Le occasioni in cui hai la fortuna che durante un tirocinio il tutor si trattenga a spiegarti qualcosa o ti coinvolga nelle attività cliniche sono rarissime e preziose.  Ma la Medicina è almeno in parte un’arte e l’arte non è come le nozioni, non si impara solo dai libri, nè dalle slides delle lezioni, si impara osservando, scavando dentro noi stessi e scovando quale nel profondo del nostro cuore sia la nostra vocazione, in che modo le nostre qualità professionali ed umane vogliono mettersi al servizio del prossimo nell’ambito dell’assistenza sanitaria. Insomma, imparare la medicina è un po’ imparare l’arte del guardarsi dentro e del mettere al servizio del paziente le nostre qualità migliori.

L’insegnamento è il momento formativo in cui il maestro sa di essere un anello fondamentale nella formazione del discente e perciò adotta in ogni circostanza un atteggiamento quanto più corretto ed etico possibile, perchè sa che non si insegna solo quando si fa lezione, ma che un allievo impara dal suo maestro osservandolo in ogni suo minimo gesto ed atteggiamento, per cui il suo comportamento dovrebbe essere quanto più corretto ed etico possibile. 

Eppure, sono all’ordine del giorno docenti che non sono puntuali, che non ricevono gli studenti, che non sono reperibili, che non si presentano agli appuntamenti o alle lezioni, che non hanno un comportamento rispettoso verso i pazienti, gli studenti, i colleghi.
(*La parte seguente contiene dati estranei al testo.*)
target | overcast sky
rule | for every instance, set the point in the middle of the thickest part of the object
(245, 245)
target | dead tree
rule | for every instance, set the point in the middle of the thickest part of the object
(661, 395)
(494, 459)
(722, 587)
Impossibile pensare che crescere, nel momento in cui ci stiamo formando, e quindi siamo più vulnerabili, in questo ambiente e con questi esempi non influenzi il nostro futuro, professionale ed umano.

 La sintesi conclusiva del dibattito

Vi sono tanto implicazioni etiche nell’insegnamento che dell’insegnamento, nel senso che occorre insegnare in modo eticamente fondato e bisogna formare lo studente in Medicina all’etica medica.

Etica nell’insegnamento: l’etica deve essere alla base del patto formativo, dell’alleanza tra docente e studente. Per formare il docente ad un insegnamento etico occorre coltivare il suo umanesimo: le medical humanities non sono solo necessarie per la formazione dello studente ma anche per quella del docente. Contenuti e modalità della formazione devono tener conto di aspetti come l’educazione alla interculturalità (religiosa, di cultura, di genere….) nella relazione, l’abitudine al risparmio delle risorse come strumento etico per assicurare un più ampio accesso alla salute, e l’insegnamento del rispetto dell’integrità fisica e psicologica del malato, in particolare, e di qualunque interlocutore: lo studente deve imparare ad avere relazioni interpersonali e interprofessionali valide e non un rapporto del tipo tra fornitore di prestazione e acquirente.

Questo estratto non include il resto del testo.